Par ailleurs, passer au long métrage après une série a ce côté dangereux où il faut être à la hauteur de tout ce que vous avez suggéré précédemment. Il faut pouvoir tout montrer à l’écran. Chaque jour de tournage, il y a un challenge à relever : ramener une scène de comédie qui vaut le coup, un décor, des couleurs, des sons, des ambiances, de la matière à monter… bref, quelque chose de spectaculaire. C’est très stimulant ! Mais je ne pense pas que j’aimerais ne faire que ça à présent. J’aimerais refaire de la longue série car cette manière de se retrouver sur la longueur avec une équipe, autour d’un scénario qui va fouiller les personnages en profondeur me plaît beaucoup.

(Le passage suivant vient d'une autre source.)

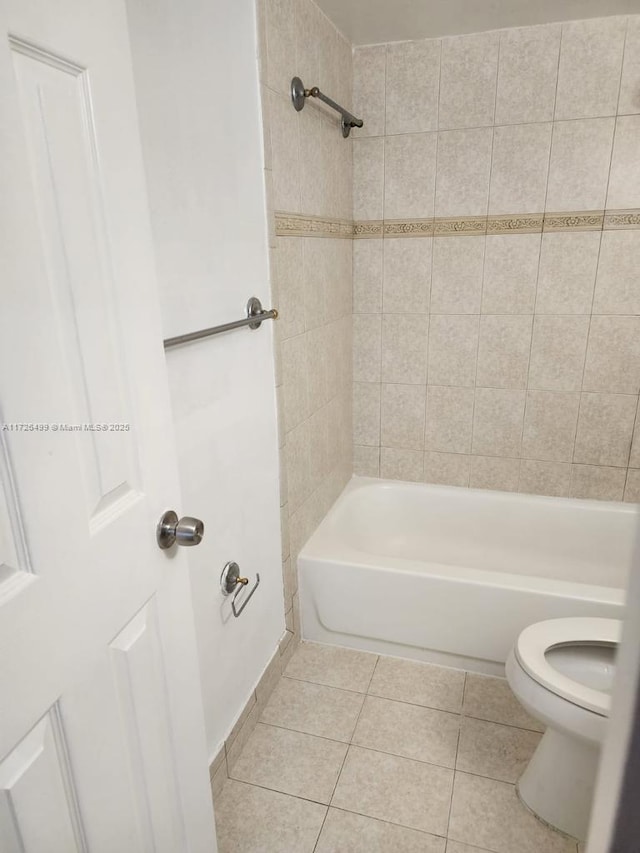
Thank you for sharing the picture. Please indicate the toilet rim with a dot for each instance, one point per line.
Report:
(536, 640)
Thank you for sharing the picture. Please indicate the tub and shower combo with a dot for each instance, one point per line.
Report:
(452, 576)
(476, 579)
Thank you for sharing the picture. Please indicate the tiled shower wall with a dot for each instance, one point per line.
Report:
(497, 337)
(309, 188)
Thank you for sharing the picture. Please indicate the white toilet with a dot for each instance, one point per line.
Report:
(562, 672)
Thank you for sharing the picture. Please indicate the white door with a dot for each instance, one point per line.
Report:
(101, 731)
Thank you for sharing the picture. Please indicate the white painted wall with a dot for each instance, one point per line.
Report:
(198, 100)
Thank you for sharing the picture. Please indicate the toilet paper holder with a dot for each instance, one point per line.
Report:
(231, 581)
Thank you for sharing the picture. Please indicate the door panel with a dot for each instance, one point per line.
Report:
(38, 808)
(101, 730)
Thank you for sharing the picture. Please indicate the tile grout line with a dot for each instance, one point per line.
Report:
(345, 756)
(593, 295)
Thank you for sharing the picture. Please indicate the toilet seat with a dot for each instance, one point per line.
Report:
(536, 640)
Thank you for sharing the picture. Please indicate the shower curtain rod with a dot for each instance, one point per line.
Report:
(299, 94)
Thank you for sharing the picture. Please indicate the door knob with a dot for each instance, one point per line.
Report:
(184, 531)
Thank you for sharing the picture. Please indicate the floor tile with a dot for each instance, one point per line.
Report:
(344, 832)
(408, 730)
(457, 847)
(291, 763)
(394, 789)
(489, 749)
(253, 820)
(489, 698)
(314, 709)
(418, 683)
(332, 666)
(488, 813)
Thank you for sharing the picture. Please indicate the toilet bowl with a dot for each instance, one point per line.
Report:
(562, 672)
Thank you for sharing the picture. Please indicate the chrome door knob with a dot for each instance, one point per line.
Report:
(184, 531)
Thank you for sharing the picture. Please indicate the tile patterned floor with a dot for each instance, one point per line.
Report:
(357, 753)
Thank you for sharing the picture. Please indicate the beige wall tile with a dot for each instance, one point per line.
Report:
(579, 167)
(597, 483)
(527, 74)
(404, 348)
(294, 372)
(624, 180)
(558, 353)
(567, 276)
(453, 349)
(617, 283)
(630, 85)
(366, 461)
(413, 78)
(545, 478)
(456, 285)
(634, 459)
(346, 832)
(402, 416)
(280, 20)
(447, 469)
(308, 43)
(401, 464)
(613, 355)
(605, 428)
(490, 472)
(319, 275)
(297, 451)
(366, 413)
(368, 178)
(632, 488)
(367, 276)
(289, 280)
(497, 422)
(463, 170)
(503, 352)
(409, 175)
(449, 419)
(510, 274)
(285, 153)
(519, 168)
(407, 275)
(550, 422)
(590, 68)
(468, 80)
(367, 347)
(369, 89)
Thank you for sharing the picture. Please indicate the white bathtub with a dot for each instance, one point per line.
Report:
(452, 575)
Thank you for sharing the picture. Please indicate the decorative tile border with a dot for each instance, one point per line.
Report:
(368, 228)
(585, 220)
(530, 223)
(465, 225)
(299, 225)
(408, 227)
(620, 219)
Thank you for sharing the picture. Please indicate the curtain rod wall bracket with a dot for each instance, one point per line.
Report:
(299, 94)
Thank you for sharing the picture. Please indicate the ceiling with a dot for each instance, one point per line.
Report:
(373, 21)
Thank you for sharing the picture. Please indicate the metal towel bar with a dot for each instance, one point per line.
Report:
(255, 315)
(299, 93)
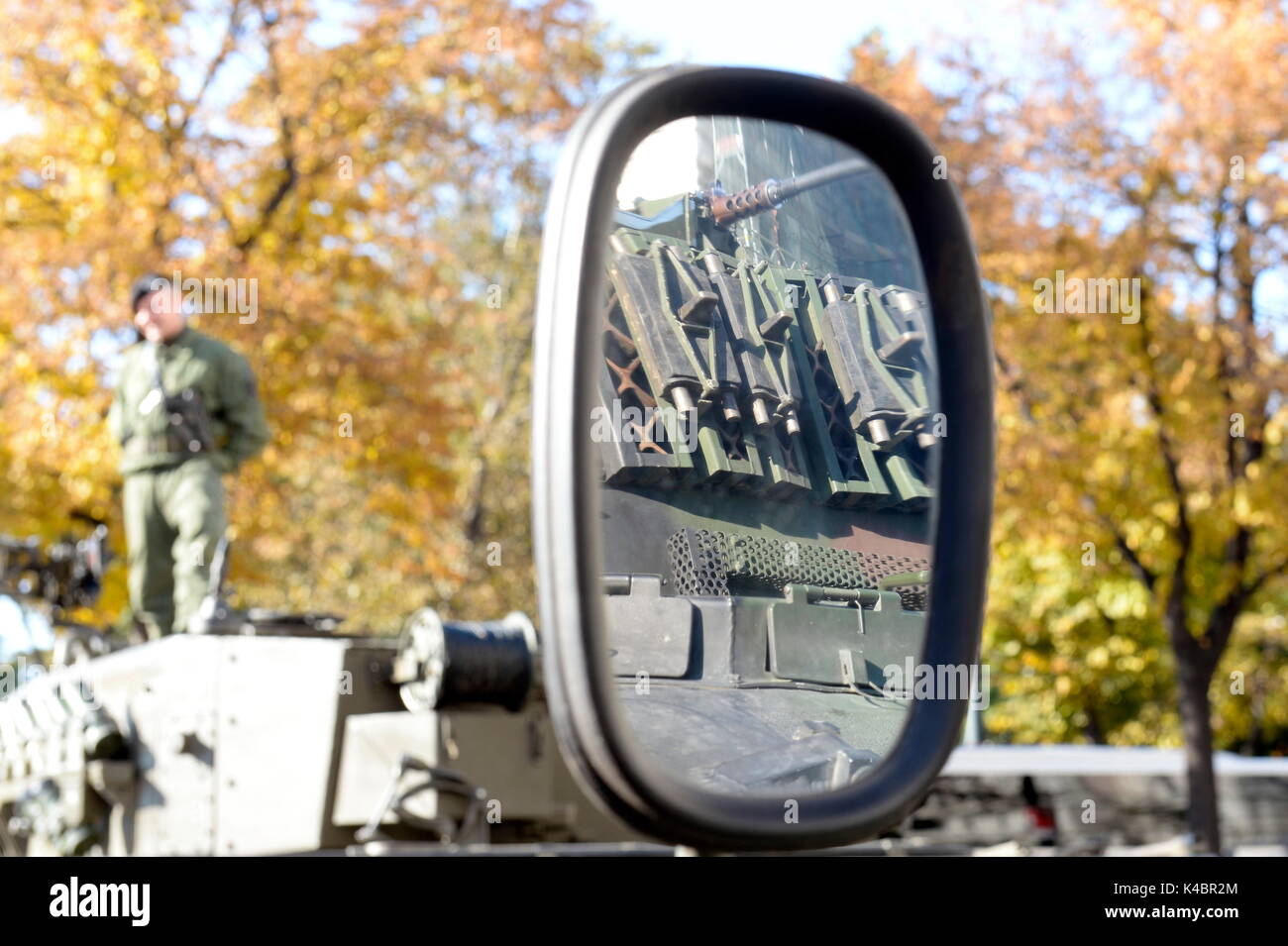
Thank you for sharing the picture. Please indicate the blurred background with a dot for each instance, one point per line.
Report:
(378, 170)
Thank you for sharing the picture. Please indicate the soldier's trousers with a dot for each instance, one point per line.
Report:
(174, 517)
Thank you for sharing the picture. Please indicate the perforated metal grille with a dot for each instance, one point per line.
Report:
(707, 562)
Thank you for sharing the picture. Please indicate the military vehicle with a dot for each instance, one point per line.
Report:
(739, 504)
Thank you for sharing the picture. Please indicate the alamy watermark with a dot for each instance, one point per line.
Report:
(230, 296)
(655, 425)
(1078, 296)
(938, 683)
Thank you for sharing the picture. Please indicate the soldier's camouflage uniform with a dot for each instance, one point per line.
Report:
(174, 499)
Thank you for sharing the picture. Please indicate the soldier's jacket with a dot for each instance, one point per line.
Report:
(224, 383)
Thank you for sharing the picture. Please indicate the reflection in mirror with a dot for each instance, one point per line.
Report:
(764, 428)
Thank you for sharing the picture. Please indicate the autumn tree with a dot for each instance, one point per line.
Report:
(1141, 464)
(375, 171)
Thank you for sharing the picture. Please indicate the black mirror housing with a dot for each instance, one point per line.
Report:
(566, 504)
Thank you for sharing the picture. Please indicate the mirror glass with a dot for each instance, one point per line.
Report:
(765, 429)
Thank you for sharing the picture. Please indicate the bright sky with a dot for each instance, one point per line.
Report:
(802, 35)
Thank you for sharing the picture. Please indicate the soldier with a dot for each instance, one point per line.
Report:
(185, 411)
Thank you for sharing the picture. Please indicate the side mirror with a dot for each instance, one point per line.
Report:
(763, 459)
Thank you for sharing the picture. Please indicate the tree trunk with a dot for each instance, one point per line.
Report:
(1194, 680)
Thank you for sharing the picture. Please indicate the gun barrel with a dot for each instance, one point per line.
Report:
(769, 193)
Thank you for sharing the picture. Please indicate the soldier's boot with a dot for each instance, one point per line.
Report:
(194, 506)
(149, 537)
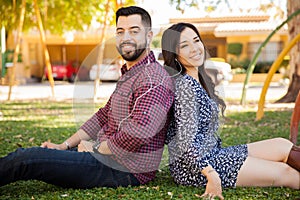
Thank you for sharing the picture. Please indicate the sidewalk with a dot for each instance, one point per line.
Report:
(62, 91)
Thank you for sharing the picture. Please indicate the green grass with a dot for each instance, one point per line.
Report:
(26, 124)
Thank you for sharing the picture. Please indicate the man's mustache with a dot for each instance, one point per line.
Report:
(127, 43)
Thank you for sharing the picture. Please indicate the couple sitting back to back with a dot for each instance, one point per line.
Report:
(122, 143)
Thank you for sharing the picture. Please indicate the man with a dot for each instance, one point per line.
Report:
(122, 143)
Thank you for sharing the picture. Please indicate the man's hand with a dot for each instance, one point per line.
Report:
(85, 146)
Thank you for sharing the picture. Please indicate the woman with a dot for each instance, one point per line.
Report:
(195, 153)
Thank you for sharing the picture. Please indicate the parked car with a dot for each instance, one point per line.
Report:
(61, 71)
(219, 71)
(107, 72)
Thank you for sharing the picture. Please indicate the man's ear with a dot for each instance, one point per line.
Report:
(149, 37)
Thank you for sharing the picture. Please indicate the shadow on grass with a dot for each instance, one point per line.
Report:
(28, 124)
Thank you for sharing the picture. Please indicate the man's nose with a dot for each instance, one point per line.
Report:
(126, 36)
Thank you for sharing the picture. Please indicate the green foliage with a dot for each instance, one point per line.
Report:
(235, 48)
(26, 124)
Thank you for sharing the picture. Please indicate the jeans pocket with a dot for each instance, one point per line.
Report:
(127, 180)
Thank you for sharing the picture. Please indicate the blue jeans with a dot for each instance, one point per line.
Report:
(70, 169)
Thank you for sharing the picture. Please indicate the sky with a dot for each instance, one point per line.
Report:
(161, 10)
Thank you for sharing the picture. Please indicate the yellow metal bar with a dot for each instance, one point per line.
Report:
(273, 69)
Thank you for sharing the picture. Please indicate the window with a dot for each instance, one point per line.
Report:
(269, 53)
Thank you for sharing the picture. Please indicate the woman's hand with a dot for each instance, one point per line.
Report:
(85, 146)
(213, 187)
(50, 145)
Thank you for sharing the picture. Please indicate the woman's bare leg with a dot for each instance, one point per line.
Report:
(276, 149)
(265, 173)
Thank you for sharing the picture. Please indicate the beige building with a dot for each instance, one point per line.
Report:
(217, 32)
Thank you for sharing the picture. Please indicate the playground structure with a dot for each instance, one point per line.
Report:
(255, 57)
(294, 124)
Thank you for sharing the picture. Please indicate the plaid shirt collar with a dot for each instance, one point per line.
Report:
(150, 58)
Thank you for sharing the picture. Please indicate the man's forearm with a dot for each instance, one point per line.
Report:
(104, 149)
(75, 139)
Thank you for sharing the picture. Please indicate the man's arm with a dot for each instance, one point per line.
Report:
(97, 121)
(71, 142)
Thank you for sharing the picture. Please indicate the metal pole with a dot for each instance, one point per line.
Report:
(3, 49)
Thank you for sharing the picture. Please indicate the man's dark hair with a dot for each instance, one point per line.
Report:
(134, 10)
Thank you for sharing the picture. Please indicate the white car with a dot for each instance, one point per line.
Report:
(218, 71)
(107, 72)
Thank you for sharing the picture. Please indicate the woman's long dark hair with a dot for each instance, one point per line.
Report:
(170, 42)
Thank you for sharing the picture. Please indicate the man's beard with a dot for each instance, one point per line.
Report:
(131, 55)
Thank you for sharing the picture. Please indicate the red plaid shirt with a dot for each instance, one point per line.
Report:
(135, 119)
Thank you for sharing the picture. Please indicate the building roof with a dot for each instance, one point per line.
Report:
(232, 24)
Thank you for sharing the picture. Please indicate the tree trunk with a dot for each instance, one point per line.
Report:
(43, 42)
(294, 29)
(101, 51)
(12, 71)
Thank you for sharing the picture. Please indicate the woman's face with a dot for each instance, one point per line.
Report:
(190, 49)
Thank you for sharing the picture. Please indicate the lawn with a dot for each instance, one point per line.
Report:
(29, 123)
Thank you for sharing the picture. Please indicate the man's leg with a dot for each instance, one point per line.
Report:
(62, 168)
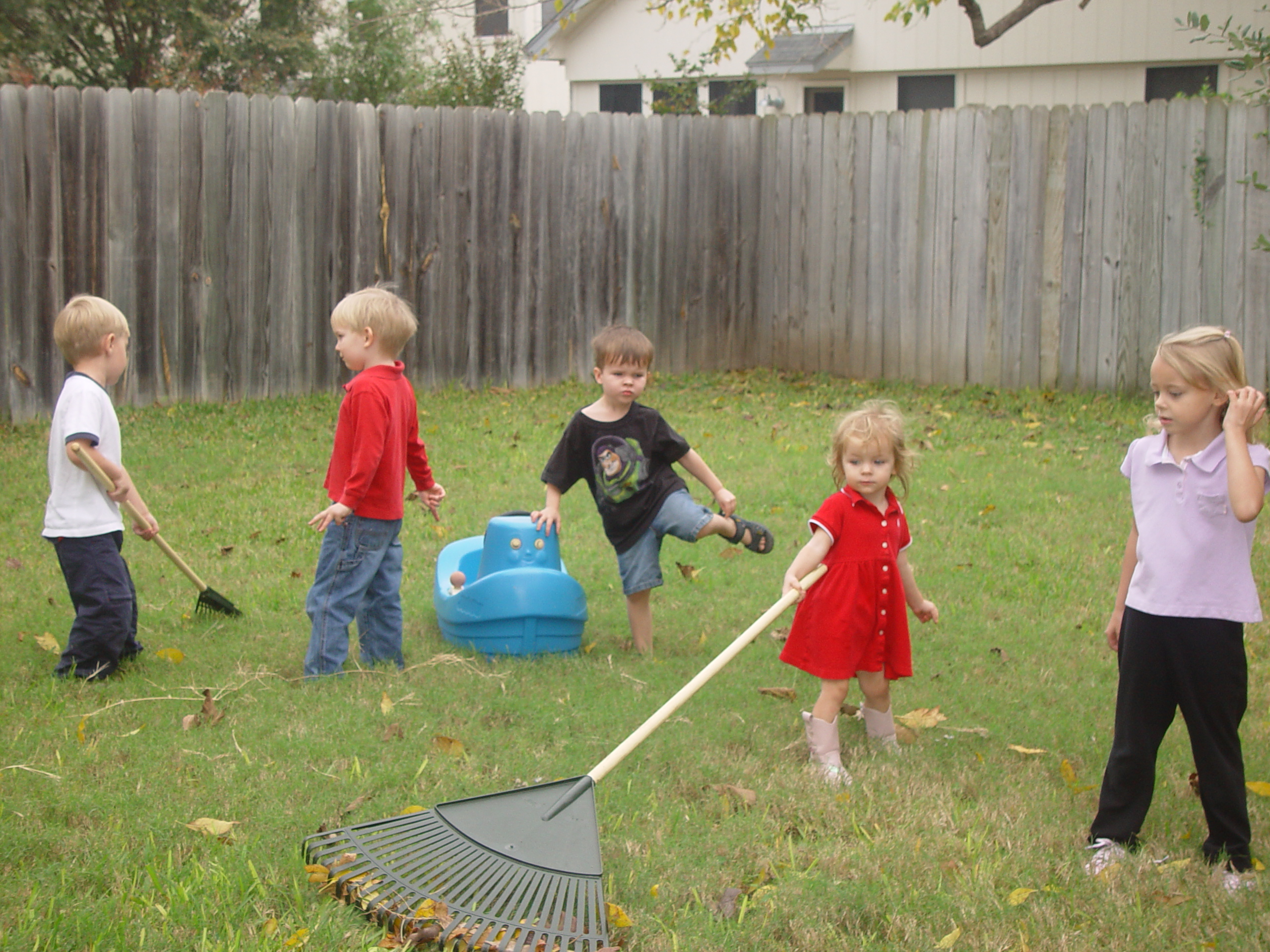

J’aime bien être entre les deux, avec ces volets 2 et 3 qui me restent à faire au cinéma – si les spectateurs sont au rendez-vous ! C’est  un équilibre que j’ai trouvé, avec le théâtre aussi que je mets en scène de plus en plus.

 

KAAMELOTT - PREMIER VOLET

Affiche Kaamelott - Léodagan (Lionnel Astier)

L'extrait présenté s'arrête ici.